U.S. Border Policy Must Adapt to the Region’s New Migration Patterns

U.S. Border Policy Must Adapt to the Region’s New Migration Patterns
Migrants wait along a border wall after crossing from Mexico near Yuma, Ariz., Aug. 23, 2022 (AP photo by Gregory Bull).

Between October 2021 and August 2022, U.S. authorities at the U.S.-Mexico border took undocumented migrants into custody more than 2 million times—a record number that has generated nonstop commentary in the U.S. about a “border crisis.” Though the actual number of individual border-crossers is lower than that, as the U.S. government’s pandemic policies fuel repeat crossing attempts, they are still near all-time highs.
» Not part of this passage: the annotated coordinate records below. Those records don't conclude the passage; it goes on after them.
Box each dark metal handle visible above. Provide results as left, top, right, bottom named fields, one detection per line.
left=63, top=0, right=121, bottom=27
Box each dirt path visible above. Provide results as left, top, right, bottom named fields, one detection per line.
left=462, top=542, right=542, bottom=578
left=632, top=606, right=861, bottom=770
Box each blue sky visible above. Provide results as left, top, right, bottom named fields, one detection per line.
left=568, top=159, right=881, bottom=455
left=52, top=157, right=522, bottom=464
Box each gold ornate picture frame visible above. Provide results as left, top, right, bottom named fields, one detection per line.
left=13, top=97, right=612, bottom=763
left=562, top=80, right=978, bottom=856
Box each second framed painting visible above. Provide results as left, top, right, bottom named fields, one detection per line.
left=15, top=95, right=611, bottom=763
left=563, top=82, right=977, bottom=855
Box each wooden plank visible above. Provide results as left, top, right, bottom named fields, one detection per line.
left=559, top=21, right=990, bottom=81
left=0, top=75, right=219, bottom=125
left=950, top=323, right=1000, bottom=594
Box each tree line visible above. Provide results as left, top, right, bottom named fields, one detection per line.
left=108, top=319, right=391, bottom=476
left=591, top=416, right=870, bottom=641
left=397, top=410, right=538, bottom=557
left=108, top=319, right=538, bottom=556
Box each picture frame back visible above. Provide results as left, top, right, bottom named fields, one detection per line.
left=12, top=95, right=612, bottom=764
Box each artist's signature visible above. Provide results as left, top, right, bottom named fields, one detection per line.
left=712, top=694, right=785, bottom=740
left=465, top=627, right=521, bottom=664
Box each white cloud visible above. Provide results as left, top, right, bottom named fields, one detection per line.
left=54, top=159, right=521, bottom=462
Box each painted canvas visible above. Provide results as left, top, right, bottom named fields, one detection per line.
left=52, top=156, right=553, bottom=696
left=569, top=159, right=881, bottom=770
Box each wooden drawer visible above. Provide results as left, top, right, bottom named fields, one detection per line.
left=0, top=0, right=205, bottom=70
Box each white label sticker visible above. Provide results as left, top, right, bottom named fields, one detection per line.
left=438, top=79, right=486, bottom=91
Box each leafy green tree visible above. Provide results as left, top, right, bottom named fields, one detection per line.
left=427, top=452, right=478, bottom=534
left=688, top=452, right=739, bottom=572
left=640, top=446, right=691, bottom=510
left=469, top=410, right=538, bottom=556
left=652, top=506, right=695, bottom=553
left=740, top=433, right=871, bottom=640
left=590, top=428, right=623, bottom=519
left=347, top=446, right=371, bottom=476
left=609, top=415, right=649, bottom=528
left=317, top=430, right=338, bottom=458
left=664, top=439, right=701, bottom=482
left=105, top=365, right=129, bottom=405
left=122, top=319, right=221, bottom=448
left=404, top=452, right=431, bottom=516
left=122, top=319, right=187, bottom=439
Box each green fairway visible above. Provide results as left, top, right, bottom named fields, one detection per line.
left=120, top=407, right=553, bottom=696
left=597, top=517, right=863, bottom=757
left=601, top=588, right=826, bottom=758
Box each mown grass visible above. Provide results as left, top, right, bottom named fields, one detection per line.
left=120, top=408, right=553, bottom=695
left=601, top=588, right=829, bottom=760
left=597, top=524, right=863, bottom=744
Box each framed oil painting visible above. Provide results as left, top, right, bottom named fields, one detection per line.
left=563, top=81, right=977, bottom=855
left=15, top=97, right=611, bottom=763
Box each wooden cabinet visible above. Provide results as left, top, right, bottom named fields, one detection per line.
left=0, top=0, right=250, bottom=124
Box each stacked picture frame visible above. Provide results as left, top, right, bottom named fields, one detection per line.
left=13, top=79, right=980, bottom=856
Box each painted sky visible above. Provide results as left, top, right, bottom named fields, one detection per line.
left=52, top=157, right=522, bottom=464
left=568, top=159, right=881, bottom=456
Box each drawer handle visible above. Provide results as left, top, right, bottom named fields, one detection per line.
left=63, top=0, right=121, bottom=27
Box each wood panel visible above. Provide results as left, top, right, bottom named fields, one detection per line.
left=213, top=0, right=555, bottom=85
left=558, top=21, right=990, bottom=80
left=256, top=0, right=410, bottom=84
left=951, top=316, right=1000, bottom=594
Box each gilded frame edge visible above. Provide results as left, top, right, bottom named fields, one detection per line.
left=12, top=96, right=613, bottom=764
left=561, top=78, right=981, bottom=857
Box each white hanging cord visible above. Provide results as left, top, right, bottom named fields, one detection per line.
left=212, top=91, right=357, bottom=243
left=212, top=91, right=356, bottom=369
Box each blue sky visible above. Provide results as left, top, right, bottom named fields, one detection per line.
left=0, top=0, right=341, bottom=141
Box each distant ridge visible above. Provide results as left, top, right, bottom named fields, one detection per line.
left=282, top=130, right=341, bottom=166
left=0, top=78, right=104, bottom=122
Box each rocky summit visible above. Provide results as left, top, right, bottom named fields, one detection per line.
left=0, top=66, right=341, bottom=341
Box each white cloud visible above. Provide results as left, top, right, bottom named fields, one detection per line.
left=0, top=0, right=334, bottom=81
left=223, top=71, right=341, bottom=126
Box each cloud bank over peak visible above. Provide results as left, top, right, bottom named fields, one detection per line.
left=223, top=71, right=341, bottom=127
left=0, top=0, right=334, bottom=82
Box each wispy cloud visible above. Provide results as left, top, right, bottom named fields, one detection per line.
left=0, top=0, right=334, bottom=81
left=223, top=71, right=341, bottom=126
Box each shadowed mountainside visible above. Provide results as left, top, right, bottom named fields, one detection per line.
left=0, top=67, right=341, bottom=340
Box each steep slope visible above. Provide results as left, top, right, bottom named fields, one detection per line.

More importantly, though, the numbers fail to convey a dramatic shift in the migrant population over the past nine years.

Before 2013, citizens of Mexico nearly always made up more than 90 percent of migrants apprehended at the U.S.-Mexico border. More than 90 percent of migrants were also adults arriving without children. Most often, in the past, these migrants sought to avoid capture by U.S. authorities. They were unlikely to turn themselves in at the border and seek to apply for asylum. In 2012, for instance, when the number of migrants detained at the border numbered 356,000, 45,574 people nationwide filed asylum applications, though not all of them at the border.

By 2019, the number of asylum applications had quintupled, and by 2022 the case backlog in U.S. immigration courts had multiplied sixfold. The profile of migrants also began shifting dramatically in late 2013 and early 2014, when the border experienced its first mass arrival of families and unaccompanied children from Central America’s so-called Northern Triangle states of El Salvador, Guatemala and Honduras.